After the outbreak of the war, his wife and children lived in Międzylesie for some time, but for the purposes of safety she had to move to Warsaw so that the Germans would not become interested in the abrupt disappearance of her husband, who was interned in the prisoner of war camp in Switzerland. After the outbreak of the German-Soviet war in 1941, my sister-in-law died at age 33. The children remained under the care of grandma - Wanda Szczawińska.

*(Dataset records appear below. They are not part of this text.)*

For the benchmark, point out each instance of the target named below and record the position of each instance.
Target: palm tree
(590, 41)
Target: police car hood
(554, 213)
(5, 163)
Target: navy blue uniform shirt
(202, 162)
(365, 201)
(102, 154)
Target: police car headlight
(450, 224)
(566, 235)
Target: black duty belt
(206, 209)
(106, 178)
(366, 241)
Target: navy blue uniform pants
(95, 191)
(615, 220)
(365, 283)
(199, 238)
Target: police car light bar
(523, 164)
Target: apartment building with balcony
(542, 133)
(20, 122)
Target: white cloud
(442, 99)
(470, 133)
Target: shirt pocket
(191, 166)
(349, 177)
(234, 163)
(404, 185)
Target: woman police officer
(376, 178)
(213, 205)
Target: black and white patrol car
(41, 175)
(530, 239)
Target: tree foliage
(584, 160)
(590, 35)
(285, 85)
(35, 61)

An elderly woman - grandma could not handle such a big responsibility, so Bohdan was taken care of by the Jaworski family, whose son was in the prisoner of war camp in Switzerland with my brother. Hania (nickname for Anna) was cared for by the Plewiński family, the owners of property near Radom. After an operation to take out his appendix, which took place in Warsaw, Bohdan was also sent to the Plewiński family, so that he could be with his sister. When in 1944 the war operations were approaching the Vistula River, the Plewiński family, not knowing what was awaiting them, sent the children away in good hands, with supplies of food and money, in the last boat to Warsaw, so that they could return to their family.

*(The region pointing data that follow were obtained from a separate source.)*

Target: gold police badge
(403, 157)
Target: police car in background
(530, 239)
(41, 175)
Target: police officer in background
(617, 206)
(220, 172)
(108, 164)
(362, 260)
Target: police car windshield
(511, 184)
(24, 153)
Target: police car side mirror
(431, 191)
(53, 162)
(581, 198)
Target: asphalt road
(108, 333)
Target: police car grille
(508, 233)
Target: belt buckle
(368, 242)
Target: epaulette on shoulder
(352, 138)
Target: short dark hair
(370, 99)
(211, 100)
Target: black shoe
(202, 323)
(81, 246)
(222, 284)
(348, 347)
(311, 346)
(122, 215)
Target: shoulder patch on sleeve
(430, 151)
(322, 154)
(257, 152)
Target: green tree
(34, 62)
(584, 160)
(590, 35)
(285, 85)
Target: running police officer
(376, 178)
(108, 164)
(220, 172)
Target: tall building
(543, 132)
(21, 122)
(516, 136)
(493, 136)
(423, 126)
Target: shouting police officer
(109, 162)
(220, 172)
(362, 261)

After the outbreak of the uprising, on August 11, when the Germans occupied apartment buildings on "Aleja Niepodległości" ("Independence Avenue"), the children along with other inhabitants of Mokotów (a neighborhood of Warsaw), were driven out of Warsaw, and through Okęcie, they were led to Opacz, to the station called EKD, and then they were brought by train to Tworki station, from where the march, escorted by SS officers, set off for the transit camp in Pruszków (Dulag number 121). The guardians of the children, Mrs. Mossakowska and Mrs. Rabowska, managed - before they reached the transit camp - to help Bohdan and another boy escape the march. But Hania, who during the march was under the care of Mrs. Kolbergowa (who had a husband who was an engineer), was sent in the night to the concentration camp Auschwitz-Birkenau, along with Mrs. Kolbergowa, her mother and her son.

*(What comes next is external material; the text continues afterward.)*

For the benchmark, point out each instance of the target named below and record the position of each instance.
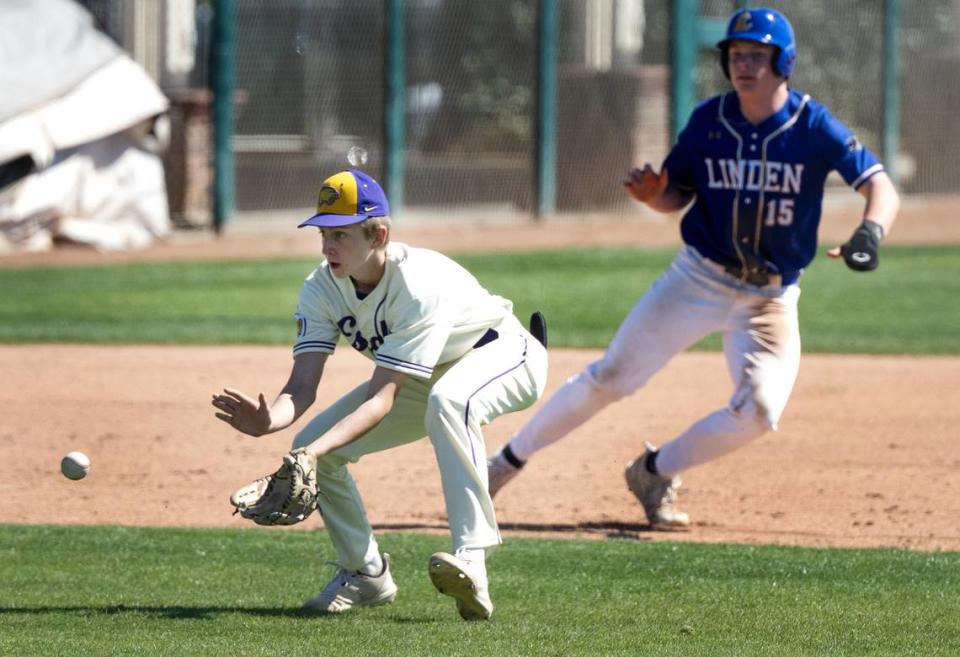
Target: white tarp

On August 12, Bohdan alone, without Hania, was brought to me. Mrs. Rabowska, as a citizen of Switzerland visited the camp, but she did not find Hania there. A search began through the RGO ("Rada Główna Opiekuńcza;" "Main Safety Advisory"), through announcements from the pulpit in both churches, through notices posted on poles, fences, and houses, but nothing worked.
After a few weeks, Mrs. Rabowska left for Zakopane (a town in the Tatra Mountains), and there she incidentally met a colonel, with whom she was already acquainted, who had managed to escape, along with his wife, from the transport already in Auschwitz. And only then, Mrs. Rabowska found out from him that Hania was in the concentration camp. After learning this horrible news, Mrs. Rabowska promptly left for Cracow, in order to apply to General-Governor Frank for the girl's release from the concentration camp. The president of RGO himself submitted the application, but Frank denied that there were children in the camp. If indeed a child was staying in the camp, then he would order her release. But he did not do anything and unfortunately the six-year-old child stayed in that horrible hell from August 12 to January 19, 1945. Because the Soviet offensive was approaching Auschwitz, the Germans were liquidating the camp, whether by sending prisoners to the gas chambers or by transporting them to other camps or by forcing them to walk to other camps. The Auschwitz camp was to be annihilated by the holocaust, together with the prisoners who did not have the strength to leave the camp. First they finished off the men's section of the camp, and then they started on the women's and children's section. Hania's guardian - Mrs. Kolbergowa - died in the camp on January 10, 1945 because of typhoid, so then Hania was taken care of by other prisoners: Dr. Irena Białówna from Białystok, Janina Komendzina from Kielc who was married to a doctor, and Mrs. Maria Kaczorowska, a teacher from Katowice. These women decided that Hania could not stay in the camp because this would mean certain death, and on January 19, 1945, driven out from the camp, they took her with them on the horrible road of freezing temperatures and snowy blizzards. At the beginning they put her in a carriage, but the SS officer did not like this, so he tipped it over into a ditch. The child walked some and was carried by companions in the misery. The first rest-stop happened to be over 40 km from Birkenau in the village of Poręba. Hania got to the farm of a blacksmith named Pająk, where upon the request of the prisoners, she was cared for by Pająk's daughter - Małgorzata Gładka.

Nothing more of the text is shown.